4. The vehicle anomaly localization method according to claim 3, characterized in that, The step of determining the first associated controller based on the wake-up record includes: Identify the wake-up events in the wake-up record; The wake-up source identifier that performed the wake-up action in the vehicle is determined based on the wake-up event; The first associated controller is obtained by querying the database based on the wake-up source identifier.

5. The vehicle anomaly localization method according to claim 3, characterized in that, Before querying the database based on the pulse characteristics in the current characteristics to obtain the second associated controller, the process further includes: Collect wake-up data under different wake-up events when the vehicle is in sleep mode; Extract the battery current data from the wake-up data, and extract the pulse characteristics of the current data; Obtain the list of controllers corresponding to the wake-up event, and establish the database based on the wake-up source identifier corresponding to the wake-up event, the list of controllers, and the pulse characteristics.

6. The vehicle anomaly localization method according to claim 3, characterized in that, The step of locating the cause of the anomaly based on the second associated controller and the wake-up record includes: If no wake-up event is identified in the wake-up record, the cause of the anomaly is determined to be at least one of a software fault and a hardware fault in the second associated controller. If a wake-up event is detected in the wake-up record, then if the first associated controller and the second associated controller do not match, the cause of the anomaly is determined to be at least one of the vehicle's network fault and power management fault.

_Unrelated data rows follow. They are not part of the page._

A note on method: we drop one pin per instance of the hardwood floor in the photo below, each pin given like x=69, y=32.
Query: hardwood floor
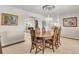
x=68, y=46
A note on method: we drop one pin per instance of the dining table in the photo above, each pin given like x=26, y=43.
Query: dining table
x=45, y=36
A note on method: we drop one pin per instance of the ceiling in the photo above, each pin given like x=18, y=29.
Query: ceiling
x=59, y=9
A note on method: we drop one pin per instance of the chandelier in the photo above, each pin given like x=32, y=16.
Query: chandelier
x=48, y=11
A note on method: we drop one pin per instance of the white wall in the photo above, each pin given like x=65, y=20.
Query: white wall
x=71, y=32
x=12, y=34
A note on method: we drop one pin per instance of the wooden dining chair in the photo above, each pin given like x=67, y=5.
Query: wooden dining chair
x=37, y=44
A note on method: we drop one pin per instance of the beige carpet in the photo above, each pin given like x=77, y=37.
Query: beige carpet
x=68, y=46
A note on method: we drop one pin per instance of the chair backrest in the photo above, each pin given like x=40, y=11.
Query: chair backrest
x=55, y=35
x=57, y=32
x=0, y=46
x=32, y=32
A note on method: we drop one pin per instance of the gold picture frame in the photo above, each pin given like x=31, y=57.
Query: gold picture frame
x=70, y=22
x=9, y=19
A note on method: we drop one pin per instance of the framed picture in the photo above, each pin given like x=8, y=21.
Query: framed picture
x=70, y=22
x=9, y=19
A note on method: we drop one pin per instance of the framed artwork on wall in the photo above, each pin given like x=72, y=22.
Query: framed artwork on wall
x=9, y=19
x=70, y=22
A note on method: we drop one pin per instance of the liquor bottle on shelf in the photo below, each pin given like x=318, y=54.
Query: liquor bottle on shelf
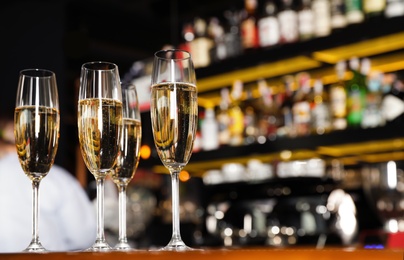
x=268, y=26
x=338, y=17
x=301, y=106
x=223, y=117
x=216, y=32
x=286, y=127
x=394, y=8
x=305, y=20
x=201, y=45
x=372, y=116
x=188, y=36
x=322, y=17
x=209, y=130
x=248, y=25
x=338, y=98
x=320, y=111
x=373, y=8
x=250, y=119
x=356, y=91
x=392, y=106
x=288, y=22
x=353, y=11
x=269, y=115
x=232, y=37
x=236, y=126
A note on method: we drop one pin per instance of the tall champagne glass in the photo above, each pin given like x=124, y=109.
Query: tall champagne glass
x=99, y=129
x=128, y=157
x=36, y=131
x=174, y=112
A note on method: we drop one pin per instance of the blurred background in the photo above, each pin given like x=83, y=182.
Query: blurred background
x=300, y=138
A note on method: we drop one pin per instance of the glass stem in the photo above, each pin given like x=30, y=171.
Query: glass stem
x=100, y=209
x=35, y=211
x=176, y=236
x=122, y=214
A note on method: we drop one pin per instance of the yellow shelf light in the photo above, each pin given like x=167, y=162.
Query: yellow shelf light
x=266, y=70
x=364, y=48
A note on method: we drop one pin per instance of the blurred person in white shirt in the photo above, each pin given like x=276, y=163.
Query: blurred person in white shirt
x=67, y=220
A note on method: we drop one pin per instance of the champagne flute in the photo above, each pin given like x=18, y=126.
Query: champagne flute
x=36, y=131
x=174, y=112
x=128, y=157
x=99, y=129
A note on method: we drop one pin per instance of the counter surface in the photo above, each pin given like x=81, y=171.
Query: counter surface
x=222, y=254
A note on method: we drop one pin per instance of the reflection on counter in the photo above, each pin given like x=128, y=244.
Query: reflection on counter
x=358, y=206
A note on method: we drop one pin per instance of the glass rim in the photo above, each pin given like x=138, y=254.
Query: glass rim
x=99, y=65
x=37, y=73
x=128, y=85
x=162, y=54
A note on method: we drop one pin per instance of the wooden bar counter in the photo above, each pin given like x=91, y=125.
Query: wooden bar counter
x=223, y=254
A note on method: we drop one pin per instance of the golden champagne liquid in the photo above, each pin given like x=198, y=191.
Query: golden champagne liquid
x=129, y=152
x=36, y=135
x=174, y=113
x=99, y=123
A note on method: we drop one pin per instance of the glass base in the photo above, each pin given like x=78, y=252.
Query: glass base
x=177, y=245
x=122, y=246
x=99, y=246
x=35, y=247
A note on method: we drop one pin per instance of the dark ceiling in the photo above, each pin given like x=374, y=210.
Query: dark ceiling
x=61, y=35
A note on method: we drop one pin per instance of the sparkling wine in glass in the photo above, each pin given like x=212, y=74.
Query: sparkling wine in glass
x=128, y=157
x=36, y=131
x=174, y=112
x=99, y=129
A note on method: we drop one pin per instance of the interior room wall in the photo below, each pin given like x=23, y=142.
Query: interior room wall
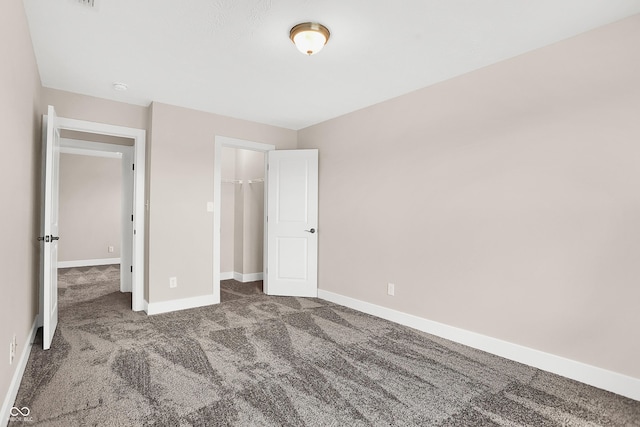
x=503, y=202
x=20, y=176
x=242, y=218
x=89, y=207
x=180, y=185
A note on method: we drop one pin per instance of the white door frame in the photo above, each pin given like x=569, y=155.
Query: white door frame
x=125, y=154
x=221, y=142
x=139, y=158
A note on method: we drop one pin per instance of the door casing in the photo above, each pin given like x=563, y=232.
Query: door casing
x=125, y=154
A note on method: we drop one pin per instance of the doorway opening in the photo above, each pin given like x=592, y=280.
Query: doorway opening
x=131, y=142
x=96, y=203
x=239, y=178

7. The vehicle anomaly localization method according to claim 3, characterized in that, The step of querying the database based on the pulse characteristics in the current characteristics to obtain the second associated controller includes: Calculate the similarity between the pulse features in the current characteristics and the pulse features in the database; A second association controller is obtained from the database based on the similarity.

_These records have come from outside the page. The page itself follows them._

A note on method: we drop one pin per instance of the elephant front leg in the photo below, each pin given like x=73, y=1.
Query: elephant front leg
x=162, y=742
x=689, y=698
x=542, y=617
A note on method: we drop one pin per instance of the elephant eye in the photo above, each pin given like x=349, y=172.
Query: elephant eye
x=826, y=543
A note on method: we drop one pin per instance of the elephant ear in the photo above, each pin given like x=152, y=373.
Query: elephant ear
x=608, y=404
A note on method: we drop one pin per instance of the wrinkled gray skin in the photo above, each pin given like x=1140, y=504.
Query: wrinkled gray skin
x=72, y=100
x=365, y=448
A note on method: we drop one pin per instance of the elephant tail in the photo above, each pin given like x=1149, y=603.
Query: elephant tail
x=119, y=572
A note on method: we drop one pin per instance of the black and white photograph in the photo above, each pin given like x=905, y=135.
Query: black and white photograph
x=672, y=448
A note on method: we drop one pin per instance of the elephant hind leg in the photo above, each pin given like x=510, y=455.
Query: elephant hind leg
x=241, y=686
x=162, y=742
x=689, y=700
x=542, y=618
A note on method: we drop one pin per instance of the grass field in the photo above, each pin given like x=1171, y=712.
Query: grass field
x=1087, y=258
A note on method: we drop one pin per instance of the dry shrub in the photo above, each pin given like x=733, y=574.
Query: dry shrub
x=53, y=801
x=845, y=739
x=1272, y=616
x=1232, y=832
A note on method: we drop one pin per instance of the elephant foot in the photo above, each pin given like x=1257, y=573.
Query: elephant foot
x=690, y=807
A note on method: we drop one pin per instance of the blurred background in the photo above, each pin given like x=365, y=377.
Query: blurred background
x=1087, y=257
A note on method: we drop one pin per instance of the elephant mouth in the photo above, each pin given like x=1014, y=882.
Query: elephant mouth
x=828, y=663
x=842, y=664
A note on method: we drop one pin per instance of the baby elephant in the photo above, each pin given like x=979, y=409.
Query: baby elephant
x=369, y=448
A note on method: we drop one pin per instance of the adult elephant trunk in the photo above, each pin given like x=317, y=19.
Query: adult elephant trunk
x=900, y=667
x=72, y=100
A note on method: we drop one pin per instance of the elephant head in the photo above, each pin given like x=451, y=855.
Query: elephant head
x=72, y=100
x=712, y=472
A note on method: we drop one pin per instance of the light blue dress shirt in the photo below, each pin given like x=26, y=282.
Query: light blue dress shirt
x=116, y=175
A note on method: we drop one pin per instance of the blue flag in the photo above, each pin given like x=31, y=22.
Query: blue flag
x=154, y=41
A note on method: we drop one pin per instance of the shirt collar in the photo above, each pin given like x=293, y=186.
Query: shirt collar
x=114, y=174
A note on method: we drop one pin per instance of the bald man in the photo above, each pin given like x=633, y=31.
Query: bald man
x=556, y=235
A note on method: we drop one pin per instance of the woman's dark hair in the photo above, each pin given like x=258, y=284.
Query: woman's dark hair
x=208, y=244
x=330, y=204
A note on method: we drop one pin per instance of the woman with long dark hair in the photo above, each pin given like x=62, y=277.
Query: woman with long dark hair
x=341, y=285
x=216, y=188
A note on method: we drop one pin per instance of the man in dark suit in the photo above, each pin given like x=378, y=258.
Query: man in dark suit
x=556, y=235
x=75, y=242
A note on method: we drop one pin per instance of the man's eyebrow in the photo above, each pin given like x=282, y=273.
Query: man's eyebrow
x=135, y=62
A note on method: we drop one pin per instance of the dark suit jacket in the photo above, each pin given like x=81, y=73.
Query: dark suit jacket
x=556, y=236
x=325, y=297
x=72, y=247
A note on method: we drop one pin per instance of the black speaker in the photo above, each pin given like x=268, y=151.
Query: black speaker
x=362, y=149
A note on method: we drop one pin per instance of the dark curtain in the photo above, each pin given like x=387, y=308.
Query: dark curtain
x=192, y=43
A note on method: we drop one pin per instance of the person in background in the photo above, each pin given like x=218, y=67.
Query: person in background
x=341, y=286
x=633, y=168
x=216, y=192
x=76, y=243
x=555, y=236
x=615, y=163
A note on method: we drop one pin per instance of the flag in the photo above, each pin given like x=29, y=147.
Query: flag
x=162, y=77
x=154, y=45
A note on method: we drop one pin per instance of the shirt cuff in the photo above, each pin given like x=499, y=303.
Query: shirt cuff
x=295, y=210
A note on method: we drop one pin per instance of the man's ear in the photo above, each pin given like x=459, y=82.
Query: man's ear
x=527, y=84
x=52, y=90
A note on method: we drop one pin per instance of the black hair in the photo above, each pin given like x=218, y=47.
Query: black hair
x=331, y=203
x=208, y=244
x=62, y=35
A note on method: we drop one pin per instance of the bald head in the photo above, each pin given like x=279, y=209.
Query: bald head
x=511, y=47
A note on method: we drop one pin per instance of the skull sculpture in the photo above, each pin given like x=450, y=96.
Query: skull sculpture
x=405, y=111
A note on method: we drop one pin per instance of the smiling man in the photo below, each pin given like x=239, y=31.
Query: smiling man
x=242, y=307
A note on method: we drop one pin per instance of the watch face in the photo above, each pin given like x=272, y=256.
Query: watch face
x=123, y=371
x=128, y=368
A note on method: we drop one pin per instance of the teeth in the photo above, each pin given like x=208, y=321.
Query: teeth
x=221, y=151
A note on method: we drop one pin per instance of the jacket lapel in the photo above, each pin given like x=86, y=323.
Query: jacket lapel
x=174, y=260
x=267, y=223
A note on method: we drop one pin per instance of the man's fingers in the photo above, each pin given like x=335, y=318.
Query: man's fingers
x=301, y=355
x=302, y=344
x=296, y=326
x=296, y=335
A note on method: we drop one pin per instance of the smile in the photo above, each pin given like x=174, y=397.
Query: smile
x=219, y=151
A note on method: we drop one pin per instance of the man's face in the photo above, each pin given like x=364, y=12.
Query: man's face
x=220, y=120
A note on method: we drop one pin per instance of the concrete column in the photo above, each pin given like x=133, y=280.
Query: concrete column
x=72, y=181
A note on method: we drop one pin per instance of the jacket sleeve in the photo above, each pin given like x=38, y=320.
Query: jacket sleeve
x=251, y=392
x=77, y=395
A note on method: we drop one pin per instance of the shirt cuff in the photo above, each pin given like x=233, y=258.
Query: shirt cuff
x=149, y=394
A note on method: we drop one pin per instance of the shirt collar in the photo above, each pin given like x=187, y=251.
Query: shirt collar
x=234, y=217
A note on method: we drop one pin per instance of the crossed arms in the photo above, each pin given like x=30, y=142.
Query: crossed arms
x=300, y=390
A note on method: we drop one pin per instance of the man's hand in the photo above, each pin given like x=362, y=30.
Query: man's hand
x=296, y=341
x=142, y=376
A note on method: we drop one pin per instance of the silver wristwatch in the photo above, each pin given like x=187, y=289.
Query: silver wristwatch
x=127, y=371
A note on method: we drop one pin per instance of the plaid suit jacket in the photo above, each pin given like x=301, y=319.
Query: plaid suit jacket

8. The vehicle anomaly location method according to claim 1, characterized in that, Before monitoring the battery current value during vehicle hibernation, the following steps are also included: Obtain the current battery charge and ambient temperature; The abnormal threshold is determined based on at least one of the current battery level and the ambient temperature.

9. A vehicle, characterized in that, The vehicle includes: a memory, a processor, and a computer program stored in the memory and executable on the processor, the processor executing the program to implement the vehicle anomaly localization method as described in any one of claims 1-8.

10. A computer-readable storage medium having a computer program or instructions stored thereon, characterized in that, When the computer program or instructions are executed, they implement the vehicle anomaly location method according to any one of claims 1-8.